As part of our effort to validate our subclonal reconstructions, we ran the third-party software PhyloWGS on our mutation data. First, we converted our somatic mutation tables into input files in the mutect_tcga
format supported by PhyloWGS. Then we converted our copy number segmentation files into the input files format required by PhyloWGS. Once this was done, we used the following PhyloWGS script to pre-process the data and merge the sample-specific files:
create_phylowgs_inputs.py --output-variants ssm.txt \
--output-cnvs cnv.txt \
--vcf-type AE-015-Baseline-cfDNA=mutect_tcga \
--vcf-type AE-015-Progression2-cfDNA=mutect_tcga \
--cnvs AE-015-Baseline-cfDNA=AE-015-Baseline-cfDNA.seg \
--cnvs AE-015-Progression2-cfDNA=AE-015-Progression2-cfDNA.seg \
AE-015-Baseline-cfDNA=AE-015-Baseline-cfDNA.vcf \
AE-015-Progression2-cfDNA=AE-015-Progression2-cfDNA.vcf
The resulting ssm.txt
and cnv.txt
files were used as inputs for mutation clustering and subclone identification:
multievolve.py --num-chains 4 --ssms ssm.txt --cnvs cnv.txt --output-dir chains
After the analysis had completed, we ran the PhyloWGS write_results.py
script that generates the final output files:
write_results.py AE-015 trees.zip AE-015.summ.json.gz \
AE-015.muts.json.gz AE-015.mutass.zip
PhyloWGS does not report CCF values for individual mutations, but instead only reports mutation-cluster assignments and cluster CCFs.
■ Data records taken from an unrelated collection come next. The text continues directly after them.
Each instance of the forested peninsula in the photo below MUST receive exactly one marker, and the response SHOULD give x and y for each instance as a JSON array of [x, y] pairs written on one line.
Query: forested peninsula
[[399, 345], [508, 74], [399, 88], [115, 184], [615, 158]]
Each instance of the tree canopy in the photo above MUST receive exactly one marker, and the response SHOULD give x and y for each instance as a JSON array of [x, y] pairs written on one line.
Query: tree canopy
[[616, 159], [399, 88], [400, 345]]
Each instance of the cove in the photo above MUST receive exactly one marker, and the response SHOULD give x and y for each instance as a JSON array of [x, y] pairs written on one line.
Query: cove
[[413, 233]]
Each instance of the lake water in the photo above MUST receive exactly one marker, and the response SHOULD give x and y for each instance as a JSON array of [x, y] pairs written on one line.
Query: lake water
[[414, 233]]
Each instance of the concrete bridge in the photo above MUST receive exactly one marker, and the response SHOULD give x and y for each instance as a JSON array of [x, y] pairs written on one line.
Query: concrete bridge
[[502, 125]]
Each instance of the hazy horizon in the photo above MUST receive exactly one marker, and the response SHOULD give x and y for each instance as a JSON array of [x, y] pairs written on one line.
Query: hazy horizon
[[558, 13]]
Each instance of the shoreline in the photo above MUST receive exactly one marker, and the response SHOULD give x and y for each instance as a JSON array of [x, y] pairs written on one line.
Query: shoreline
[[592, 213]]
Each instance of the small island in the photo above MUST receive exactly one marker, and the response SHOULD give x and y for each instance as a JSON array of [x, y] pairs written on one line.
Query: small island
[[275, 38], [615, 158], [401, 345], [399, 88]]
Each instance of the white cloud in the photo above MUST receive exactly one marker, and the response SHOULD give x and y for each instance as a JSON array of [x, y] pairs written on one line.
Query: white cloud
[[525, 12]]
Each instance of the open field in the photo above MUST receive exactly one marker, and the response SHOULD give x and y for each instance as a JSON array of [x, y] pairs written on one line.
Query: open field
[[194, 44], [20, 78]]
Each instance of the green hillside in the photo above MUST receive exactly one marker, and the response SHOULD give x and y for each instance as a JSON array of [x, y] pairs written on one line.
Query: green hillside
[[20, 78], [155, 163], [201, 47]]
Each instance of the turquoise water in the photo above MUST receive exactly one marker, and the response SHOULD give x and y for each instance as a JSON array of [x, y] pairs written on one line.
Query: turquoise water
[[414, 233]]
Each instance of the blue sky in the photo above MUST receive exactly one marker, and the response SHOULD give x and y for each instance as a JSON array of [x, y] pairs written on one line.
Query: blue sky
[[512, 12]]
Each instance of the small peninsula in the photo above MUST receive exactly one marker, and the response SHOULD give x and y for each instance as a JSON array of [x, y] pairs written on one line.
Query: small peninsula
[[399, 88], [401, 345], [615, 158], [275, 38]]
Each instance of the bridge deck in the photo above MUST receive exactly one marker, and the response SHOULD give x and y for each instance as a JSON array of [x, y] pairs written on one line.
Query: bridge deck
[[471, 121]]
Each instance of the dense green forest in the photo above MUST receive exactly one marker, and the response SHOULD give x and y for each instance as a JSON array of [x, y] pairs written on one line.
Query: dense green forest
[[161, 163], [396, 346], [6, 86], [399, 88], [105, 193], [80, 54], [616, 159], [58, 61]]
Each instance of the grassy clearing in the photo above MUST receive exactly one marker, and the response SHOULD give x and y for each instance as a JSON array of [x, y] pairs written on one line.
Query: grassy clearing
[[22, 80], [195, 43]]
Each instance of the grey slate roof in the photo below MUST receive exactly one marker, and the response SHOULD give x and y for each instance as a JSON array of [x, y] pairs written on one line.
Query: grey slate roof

Furthermore, PhyloWGS actually reports thousands of possible subclonal reconstructions, which are scored based on a normalized likelihood value assigned to each reconstruction. To compare our subclonal reconstructions against the best PhyloWGS reconstruction, we used the normalized likelihood calculation formula in PhyloWGS tree_viewer.js to identify the numeric identifier of the best reconstruction (e.g. 1452
), using information available in the AE-015.summ.json
file. We then read mutation-to-cluster assignments from the file 1452.json
found inside the AE-015.mutass.zip
file.
Since PhyloWGS does not output any per-mutation CCF values, we could not directly generate mutation CCF scatterplots that would have allowed visual investigation of the validity of the cluster assignments. So we instead generated mutation CCF scatterplots using the mutation CCF values inferred by our pipeline, and colored the mutations in these scatterplots based on their PhyloWGS cluster assignments.